Não tenho nada contra quem é grato. Mas é preciso que seja mais, bem mais, do que apenas uma palavra acompanhada de uma hashtag. De nada adianta o agradecimento sem a força e a energia que ele deve carregar consigo. Banalizar um sentimento é bem diferente do que exercitá-lo.
Na curta reportagem de segunda-feira, o historiador Leandro Karnal, em poucas frases, matou a charada: “Não pega bem no mundo atual o sentimento negativo. Então você deve manifestar suas férias extraordinárias e a sua família perfeita. Tudo isso faz parte hoje de um esforço de mídia pessoal. E tem relação com a noção de gratidão.” Ao mesmo tempo em que o termo viraliza, esvazia também; nesse caso, como se pudesse diminuir o impacto do exibicionismo e da vaidade no outro.
A gratidão, quando consciente, é uma homenagem silenciosa ao universo, que nos credencia a novas experiências; muito diferente da liquidez das palavras do mundo virtual. Ela nos treina para viver o bem-estar, o não-estresse. Reduz emoções tóxicas e gera aumento da sensação de plenitude e felicidade. É uma sensação que nos deixa em prontidão para vencer obstáculos; doenças, inclusive. Quando em tratamento da depressão, um dos exercícios propostos pela minha psicóloga era um agradecimento diário, que consistia numa anotação em bloco de papel. Coisa que ninguém precisa publicar para sentir-se em paz.
Agradecer é um ato de generosidade; um dos exercícios mais importantes e profundos daquele que busca evoluir. Gratidão pela vida, que ensina sempre! E as redes sociais são, justamente, o caminho inverso dessa tomada de consciência, pois nos distraem daquilo que vivemos.
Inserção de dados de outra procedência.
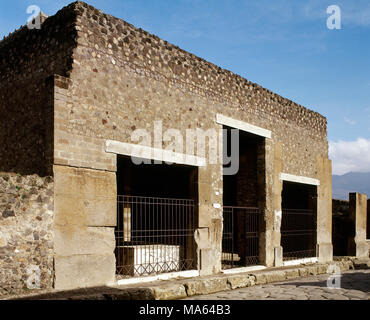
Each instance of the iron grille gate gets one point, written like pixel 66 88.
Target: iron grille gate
pixel 298 234
pixel 240 241
pixel 154 235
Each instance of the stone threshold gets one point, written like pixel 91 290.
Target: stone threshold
pixel 186 287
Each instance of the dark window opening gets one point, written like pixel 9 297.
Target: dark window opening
pixel 156 212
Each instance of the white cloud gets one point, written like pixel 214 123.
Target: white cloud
pixel 350 156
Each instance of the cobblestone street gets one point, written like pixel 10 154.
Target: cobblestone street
pixel 355 285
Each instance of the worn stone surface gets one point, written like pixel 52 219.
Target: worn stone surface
pixel 85 216
pixel 240 281
pixel 97 78
pixel 174 289
pixel 83 270
pixel 26 231
pixel 207 285
pixel 354 285
pixel 358 214
pixel 324 211
pixel 169 292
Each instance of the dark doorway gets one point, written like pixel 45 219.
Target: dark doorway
pixel 156 218
pixel 298 226
pixel 242 196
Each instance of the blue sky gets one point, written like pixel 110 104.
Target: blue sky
pixel 283 45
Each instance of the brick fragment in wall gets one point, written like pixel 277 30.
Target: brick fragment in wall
pixel 26 231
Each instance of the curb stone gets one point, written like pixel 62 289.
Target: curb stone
pixel 182 288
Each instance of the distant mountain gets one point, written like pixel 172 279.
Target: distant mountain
pixel 351 182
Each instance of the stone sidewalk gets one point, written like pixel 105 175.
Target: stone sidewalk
pixel 354 285
pixel 199 286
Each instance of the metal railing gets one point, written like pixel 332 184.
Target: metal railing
pixel 154 235
pixel 240 237
pixel 298 233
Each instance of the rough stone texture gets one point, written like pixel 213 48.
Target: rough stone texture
pixel 28 60
pixel 324 211
pixel 358 212
pixel 201 285
pixel 169 292
pixel 207 285
pixel 240 281
pixel 354 285
pixel 97 78
pixel 343 227
pixel 26 231
pixel 85 216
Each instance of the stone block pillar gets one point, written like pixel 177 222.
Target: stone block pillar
pixel 208 236
pixel 324 211
pixel 357 245
pixel 265 202
pixel 85 217
pixel 278 188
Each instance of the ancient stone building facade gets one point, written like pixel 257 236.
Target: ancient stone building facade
pixel 72 94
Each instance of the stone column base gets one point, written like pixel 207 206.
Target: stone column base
pixel 278 253
pixel 324 252
pixel 362 250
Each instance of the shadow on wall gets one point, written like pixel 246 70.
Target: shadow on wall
pixel 342 227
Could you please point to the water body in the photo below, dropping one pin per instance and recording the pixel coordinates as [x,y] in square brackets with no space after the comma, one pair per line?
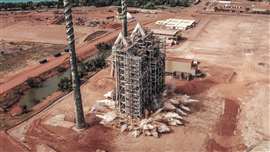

Reconheço que a minha propensão ao pessimismo muitas vezes me cega às bênçãos recebidas, me tornando, eu diria, até mesmo ingrata. E o assunto escolhido afinal me fez refletir sobre isso, e sobre uma frase de Buda: “Se você nunca encontra razões para agradecer, a falha está em você”.
Um novo ano se aproxima, e com ele 365 novos dias, coloridos por metas e perspectivas de mudança; a gente não consegue fugir. Por mais céticos, chatos, negativos que sejamos (por mais secos!), nesse final de ano vai chover promessa. E vai chover agradecimento, principalmente nas redes.
Para entrar em 2018 com o pé direito, só posso encerrar 2017 e o texto dizendo: gratidão William Bonner. Sem hashtag.